Descrição de chapéu Legislativo Paulista

Assembleia de SP adverte deputado do PSL por ofensa a colega trans; veja vídeo

Douglas Garcia (PSL) recebeu punição verbal e disse ser vítima de injustiça e perseguição

São Paulo

O deputado estadual Douglas Garcia (PSL) recebeu, nesta quarta-feira (2), uma advertência verbal da Assembleia Legislativa de São Paulo por ter dito, em plenário, que tiraria "no tapa" uma transexual que usasse o mesmo banheiro feminino que sua mãe ou sua irmã. 

Os processos no Conselho de Ética e Decoro Parlamentar que resultaram na punição foram movidos pela deputada Erica Malunguinho (PSOL), que é trans e acusou o colega de transfobia, e pela deputada Professora Bebel (PT). Uma terceira representação sobre o mesmo tema foi arquivada. 

Douglas foi convocado à reunião do conselho, onde a presidente do colegiado, Maria Lúcia Amary (PSDB), leu a advertência. O deputado estava sentado na primeira fileira da plateia e ouviu a punição de pé, sem protestar. 

"Fica Vossa Excelência, deputado Douglas Garcia, advertido [...] acerca da necessidade de plena observância aos preceitos de ética e decoro parlamentar contidos nas normas legais que regem a matéria, em especial o Código de Ética e Decoro Parlamentar desta Casa, atentando para as regras de boa conduta sob o risco de incidência de penalidade de natureza mais grave do que a ora aplicada", leu a deputada.
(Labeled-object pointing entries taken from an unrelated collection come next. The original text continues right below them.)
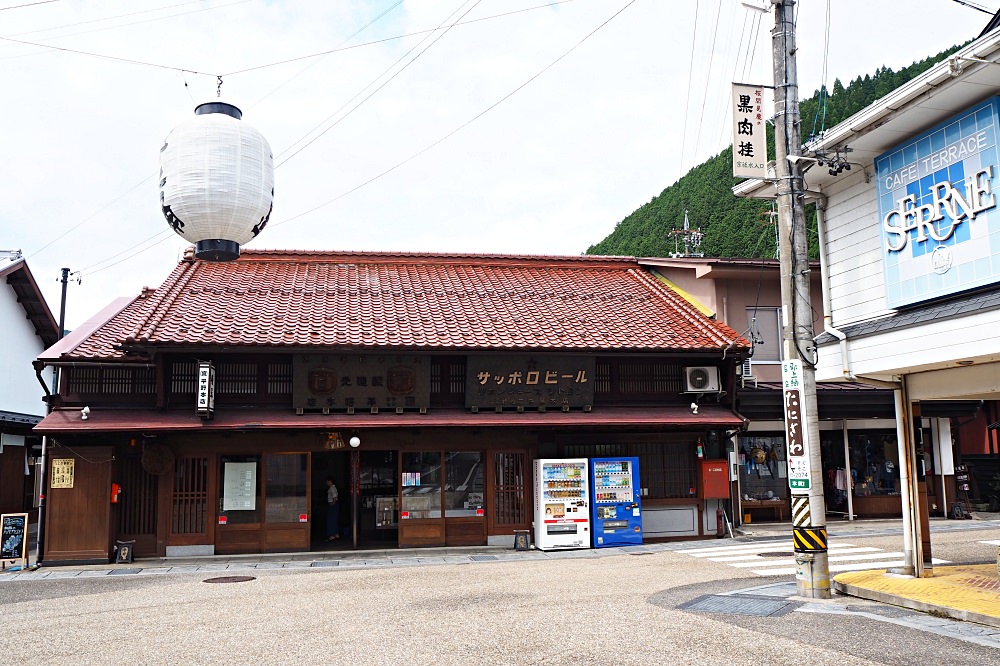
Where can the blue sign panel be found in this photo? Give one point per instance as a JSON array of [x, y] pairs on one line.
[[940, 226]]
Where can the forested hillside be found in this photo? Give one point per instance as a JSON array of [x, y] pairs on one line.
[[733, 226]]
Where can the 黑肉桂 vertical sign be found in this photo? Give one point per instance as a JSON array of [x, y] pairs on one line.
[[796, 430], [749, 131]]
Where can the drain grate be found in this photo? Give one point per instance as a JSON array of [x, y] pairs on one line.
[[740, 606], [229, 579]]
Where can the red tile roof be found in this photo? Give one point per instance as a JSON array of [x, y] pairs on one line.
[[299, 299]]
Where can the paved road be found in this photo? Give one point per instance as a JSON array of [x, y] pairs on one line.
[[650, 607]]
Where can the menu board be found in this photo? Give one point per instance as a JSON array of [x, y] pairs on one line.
[[239, 487], [13, 536], [62, 472]]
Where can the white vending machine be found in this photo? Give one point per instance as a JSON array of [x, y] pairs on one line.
[[562, 504]]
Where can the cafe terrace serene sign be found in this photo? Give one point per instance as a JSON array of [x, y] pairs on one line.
[[937, 203]]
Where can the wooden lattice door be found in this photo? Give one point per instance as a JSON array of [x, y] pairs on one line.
[[510, 478], [137, 516], [189, 523]]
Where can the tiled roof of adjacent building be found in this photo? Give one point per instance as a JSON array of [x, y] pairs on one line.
[[365, 300]]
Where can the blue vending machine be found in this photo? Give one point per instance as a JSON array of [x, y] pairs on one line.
[[616, 513]]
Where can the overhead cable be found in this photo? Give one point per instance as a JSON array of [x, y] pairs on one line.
[[460, 127]]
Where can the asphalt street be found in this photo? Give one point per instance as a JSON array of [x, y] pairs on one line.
[[647, 607]]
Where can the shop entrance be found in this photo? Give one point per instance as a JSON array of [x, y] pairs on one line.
[[376, 511], [441, 499]]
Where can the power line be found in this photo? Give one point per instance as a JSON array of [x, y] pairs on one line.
[[391, 39], [107, 57], [708, 80], [687, 98], [29, 4], [123, 25], [384, 84], [91, 216], [460, 127], [314, 62]]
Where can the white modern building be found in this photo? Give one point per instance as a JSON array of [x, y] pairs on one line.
[[910, 249]]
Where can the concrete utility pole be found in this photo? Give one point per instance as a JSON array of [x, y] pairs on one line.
[[805, 470]]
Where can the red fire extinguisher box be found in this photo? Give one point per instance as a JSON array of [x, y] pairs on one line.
[[715, 479]]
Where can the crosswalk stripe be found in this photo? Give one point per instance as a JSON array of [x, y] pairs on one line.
[[838, 568], [775, 558], [754, 556]]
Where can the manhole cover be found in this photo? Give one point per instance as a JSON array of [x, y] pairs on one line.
[[229, 579], [740, 606]]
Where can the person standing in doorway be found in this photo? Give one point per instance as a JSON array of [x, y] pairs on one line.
[[332, 511]]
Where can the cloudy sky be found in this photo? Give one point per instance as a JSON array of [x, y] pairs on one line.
[[530, 126]]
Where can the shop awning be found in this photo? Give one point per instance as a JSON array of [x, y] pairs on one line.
[[69, 421]]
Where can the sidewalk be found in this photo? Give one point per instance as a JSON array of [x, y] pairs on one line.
[[963, 592]]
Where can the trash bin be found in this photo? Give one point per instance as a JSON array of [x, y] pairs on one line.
[[124, 552]]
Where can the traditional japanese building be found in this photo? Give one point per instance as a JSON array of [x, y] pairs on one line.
[[204, 416], [28, 328]]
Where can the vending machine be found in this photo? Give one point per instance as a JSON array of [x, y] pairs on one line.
[[562, 504], [617, 510]]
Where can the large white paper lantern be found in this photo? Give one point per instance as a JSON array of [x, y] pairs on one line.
[[216, 181]]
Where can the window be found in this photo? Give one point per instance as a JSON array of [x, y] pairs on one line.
[[764, 326], [421, 485], [464, 484]]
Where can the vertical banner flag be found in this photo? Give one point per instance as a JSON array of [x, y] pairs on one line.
[[749, 131], [796, 432]]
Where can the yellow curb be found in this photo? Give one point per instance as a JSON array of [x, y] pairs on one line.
[[967, 592]]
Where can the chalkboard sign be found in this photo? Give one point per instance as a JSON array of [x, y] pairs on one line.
[[14, 536]]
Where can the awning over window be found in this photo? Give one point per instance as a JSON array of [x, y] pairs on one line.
[[68, 421]]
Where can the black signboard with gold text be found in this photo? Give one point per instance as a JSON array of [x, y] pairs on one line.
[[529, 381], [360, 382], [14, 536]]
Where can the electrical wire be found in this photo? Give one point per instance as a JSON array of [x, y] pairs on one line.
[[723, 124], [29, 4], [143, 181], [460, 127], [319, 58], [821, 105], [694, 33], [118, 16], [391, 39], [708, 79], [113, 27], [107, 57], [374, 92], [90, 217]]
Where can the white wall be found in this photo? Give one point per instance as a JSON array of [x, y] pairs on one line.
[[854, 249], [19, 389]]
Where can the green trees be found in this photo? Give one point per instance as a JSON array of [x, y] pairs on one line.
[[734, 226]]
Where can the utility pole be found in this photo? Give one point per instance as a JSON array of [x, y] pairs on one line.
[[805, 470], [40, 554]]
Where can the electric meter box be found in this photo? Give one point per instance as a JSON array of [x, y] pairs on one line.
[[715, 479]]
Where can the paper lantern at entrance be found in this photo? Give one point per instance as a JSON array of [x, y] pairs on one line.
[[216, 181]]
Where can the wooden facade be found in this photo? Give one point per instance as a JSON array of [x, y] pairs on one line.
[[172, 481]]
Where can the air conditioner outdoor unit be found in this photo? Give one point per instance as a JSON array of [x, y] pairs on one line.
[[701, 379]]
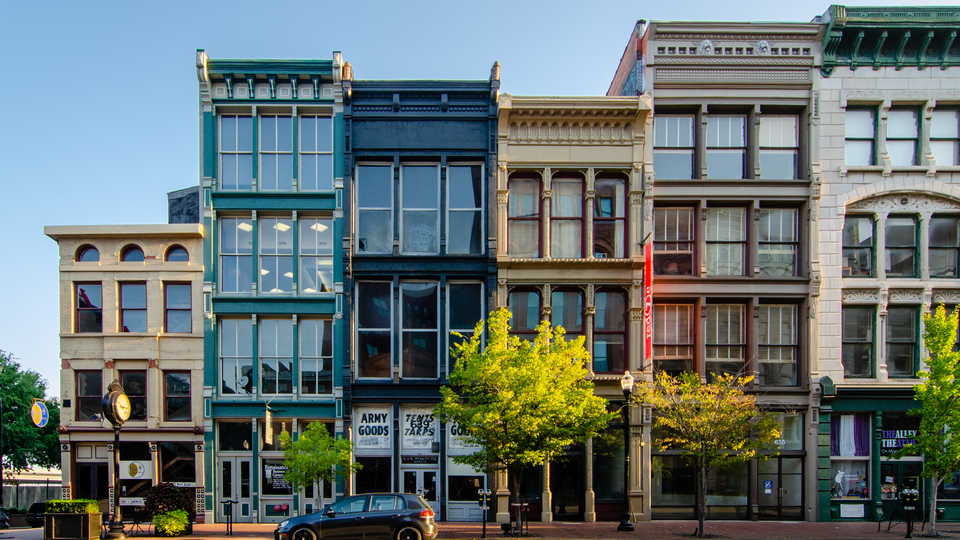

Douglas também recebeu a advertência por escrito e, assim que a reunião foi encerrada, deixou rapidamente o local. O deputado transmitiu o recebimento da advertência por meio de suas redes sociais. 

Fundador do Movimento Conservador (o antigo Direita São Paulo) e apoiador do presidente Jair Bolsonaro (PSL), Douglas afirmou à Folha que continuará defendendo sua opinião de que transexuais não podem usar o banheiro feminino. 

"Não abaixo a cabeça, continuo exercendo meu mandato, agora tentando falar na polidez que a Assembleia aceita, mas continuo defendendo de forma contundente que a utilização de banheiros femininos por pessoas que se acham mulheres não é certo", afirmou.

Após ter sido acusado de homofobia e transfobia por conta desse episódio, Douglas revelou na Assembleia que é gay

Segundo assessores da Casa, punições do tipo são incomuns. A advertência foi a primeira da atual legislatura, que começou em março.

Quando o Conselho de Ética deliberou pela punição, no final de agosto, Malunguinho classificou a decisão como histórica e repetiu que a fala de Douglas teve conteúdo transfóbico e extrapolou o aceitável no ambiente político.

"A gente tem que celebrar, no sentido de entender o ganho e o posicionamento institucional em relação a violências direcionadas à população transexual", acrescentou. Para ela, a punição é uma resposta da Assembleia ao preconceito sofrido pela comunidade LGBT.

Agora, a deputada disse à Folha que, ao punir Douglas, "a Assembleia demarcou que não serão permitidas práticas de intolerância e discriminação". "Isso vai ficar marcado no currículo dele. Mas essa advertência não apaga as declarações constantes que ele faz que são discriminatórias", completou. 

A deputada estadual Erica Malunguinho (PSOL) - Bruno Santos/ Folhapress

Douglas disse nesta quarta que a punição foi uma injustiça e que outros deputados tiveram atitudes piores em plenário e não foram punidos. 

"É uma injustiça contra mim, uma vez que eu tenho imunidade parlamentar nas minhas opiniões, palavras e votos e isso não pode ser impactado de forma alguma. Isso é um absurdo, uma perseguição política, porque sabem que eu coloco o dedo na ferida mesmo", completou. 

A atual legislatura da Assembleia tem sido marcada por uma série de embates entre deputados de esquerda e deputados conservadores, com várias discussões tendo sido levadas ao Conselho de Ética —a maioria foi arquivada. 

O líder do PSL, deputado Gil Diniz, por exemplo, fez uma representação contra Malunguinho por ter sido chamado por ela de criminoso. A deputada o acusou de homofobia, que é um crime. 

Nesta quarta, em plenário, os deputados conservadores protestaram quando a deputada Isa Penna (PSOL) leu na tribuna um poema que repete a palavra "puta" diversas vezes. Garcia chegou a dizer que pediria a cassação do mandato da deputada.